To create what’s called “carbon black”—used in mascara and eyeliner—companies combust heavy-duty petroleum products or coal; used in tires, inks, films, and plastics, carbon black is classified as possibly carcinogenic in humans and has been shown to be carcinogenic in animals, yet many women expose their eyes to this compound on a near-daily basis.

Years of research yielded new options in plant pigments and minerals, Behnke says, even for carbon black:

“Our alternative is a lot more expensive—and cleaner—than carbon black. Our chemists had to experiment over and over again to make sure the black color was holding in the natural pine resin (used instead of conventional, animal-derived glues), and pine resin isn’t exactly a “normal” ingredient for mascara so it’s all new for our scientists—or for any scientist.”

To create the line without polymers and film formers, silicones, animal-derived waxes, carbon black, synthetic nylon or rayon microfibers, parabens, triethanolamine, keratin (can be animal-derived), aluminum powders, petroleum glycols, retinal acrylates, cyclopentasiloxanes, and PEGS, the challenge lay in finding the right spectrum of pigments to “hold” within the formula and, Behnke adds, look amazing on the skin. The plant-derived phyto-pigments Juice was able to develop are extracted with carbon dioxide, and avoid the hexane or acetone that are usually required to extract vivid colors.

Re-engineering the formulas has benefits beyond simply being nontoxic, or organic, or vegan, says Behnke: “We used coconut alkanes to mimic the slip and feel of silicones, and made pressed powder with grape seed extracts instead of petroleum—not only for the more sustainable manufacturing process, but also because it delivers antioxidant, antiaging skincare benefits.”

The goal was always to meet the pigment, luxury, and efficacy of conventional chemical brands, Behnke continues—and it was a process that took five years of experimenting to achieve. Behnke says GP’s intensive involvement was critical: “We could not have produced this collection without Gwyneth’s intensive input over the last 14 months.”

The process began with working sessions analyzing clean formulas and healthful ingredients, then GP gave the team a conventional, chemical-makeup benchmark for every single product she hoped to create. “There were a lot of benefits to juggle,” says Behnke, “but we wanted to meet every one.” Lab samples and product briefs flew back and forth between LA and San Francisco (where Juice Beauty is based). The team met regularly as the collection took shape and the chemists started meeting and even exceeding the quality of the benchmarks. Behnke notes GP was particularly amazing at detecting even slight changes in the levels of plant waxes in the concealer, a product that’s notoriously hard to formulate: “At one point we brought a lab sample to her and she was really spending time with the application and turned to me and said, ‘Did you put more plant waxes in here? It’s a bit too waxy.’…and she was right.”

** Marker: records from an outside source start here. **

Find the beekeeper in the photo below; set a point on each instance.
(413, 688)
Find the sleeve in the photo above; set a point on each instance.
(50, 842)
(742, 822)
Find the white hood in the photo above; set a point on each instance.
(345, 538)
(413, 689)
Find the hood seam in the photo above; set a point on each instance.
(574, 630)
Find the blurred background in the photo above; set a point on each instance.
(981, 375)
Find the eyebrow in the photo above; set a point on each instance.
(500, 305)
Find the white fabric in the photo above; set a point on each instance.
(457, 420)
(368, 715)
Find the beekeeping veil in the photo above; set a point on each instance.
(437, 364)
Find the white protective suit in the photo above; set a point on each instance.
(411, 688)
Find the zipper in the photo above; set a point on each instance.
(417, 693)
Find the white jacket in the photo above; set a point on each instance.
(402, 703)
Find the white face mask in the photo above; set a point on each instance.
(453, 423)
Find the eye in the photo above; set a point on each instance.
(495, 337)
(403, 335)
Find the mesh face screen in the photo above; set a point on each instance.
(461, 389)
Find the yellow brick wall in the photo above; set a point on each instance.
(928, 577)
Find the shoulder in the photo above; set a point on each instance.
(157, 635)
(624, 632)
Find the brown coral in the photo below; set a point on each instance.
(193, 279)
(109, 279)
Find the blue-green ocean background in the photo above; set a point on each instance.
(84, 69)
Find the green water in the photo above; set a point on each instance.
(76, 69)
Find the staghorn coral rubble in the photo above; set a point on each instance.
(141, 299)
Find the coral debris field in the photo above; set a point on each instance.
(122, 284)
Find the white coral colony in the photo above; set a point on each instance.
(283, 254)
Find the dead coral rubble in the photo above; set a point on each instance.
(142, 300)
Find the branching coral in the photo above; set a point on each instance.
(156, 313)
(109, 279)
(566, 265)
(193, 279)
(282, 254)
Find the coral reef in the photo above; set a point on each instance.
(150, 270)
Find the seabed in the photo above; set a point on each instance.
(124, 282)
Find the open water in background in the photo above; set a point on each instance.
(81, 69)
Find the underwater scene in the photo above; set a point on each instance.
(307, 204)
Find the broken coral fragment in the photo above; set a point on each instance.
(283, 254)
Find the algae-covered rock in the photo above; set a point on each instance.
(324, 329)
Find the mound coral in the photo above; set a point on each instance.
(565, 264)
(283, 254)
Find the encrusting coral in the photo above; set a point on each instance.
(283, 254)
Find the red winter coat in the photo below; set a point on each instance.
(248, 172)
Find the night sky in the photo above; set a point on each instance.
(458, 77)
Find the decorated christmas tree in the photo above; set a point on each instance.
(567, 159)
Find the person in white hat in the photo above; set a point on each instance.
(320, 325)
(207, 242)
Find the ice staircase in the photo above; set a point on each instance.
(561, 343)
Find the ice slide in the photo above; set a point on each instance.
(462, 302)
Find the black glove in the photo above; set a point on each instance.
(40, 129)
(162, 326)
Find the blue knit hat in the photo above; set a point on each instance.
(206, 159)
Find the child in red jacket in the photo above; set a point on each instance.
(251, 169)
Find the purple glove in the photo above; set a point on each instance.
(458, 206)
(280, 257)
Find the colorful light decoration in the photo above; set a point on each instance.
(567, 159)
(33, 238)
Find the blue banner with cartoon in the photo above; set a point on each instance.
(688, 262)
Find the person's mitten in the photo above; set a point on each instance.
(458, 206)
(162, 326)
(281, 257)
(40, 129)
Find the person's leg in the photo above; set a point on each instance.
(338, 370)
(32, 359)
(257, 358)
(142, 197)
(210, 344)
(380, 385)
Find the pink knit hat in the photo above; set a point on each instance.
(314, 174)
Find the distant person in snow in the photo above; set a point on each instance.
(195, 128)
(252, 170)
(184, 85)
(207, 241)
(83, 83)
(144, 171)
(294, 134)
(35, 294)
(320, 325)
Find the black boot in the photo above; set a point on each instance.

As the samples proliferated, GP tested them out with her makeup artists at red-carpet events, among them Leslie Lopez, Kira Nasrat, and Georgie Eisdell. She also tested them with friends (see the lip glosses named after some of them) and the team at goop. “It was a labor of love,” says Behnke. The result, GP says, is makeup she loves: “It’s beautiful, and it’s bright, and it’s clean. I use it every day for a super-natural look, and when I go out, I whip out the dramatic lipcolors and the black eyeliner. You have to try it to believe it—the proof is in the makeup bag and on your face.”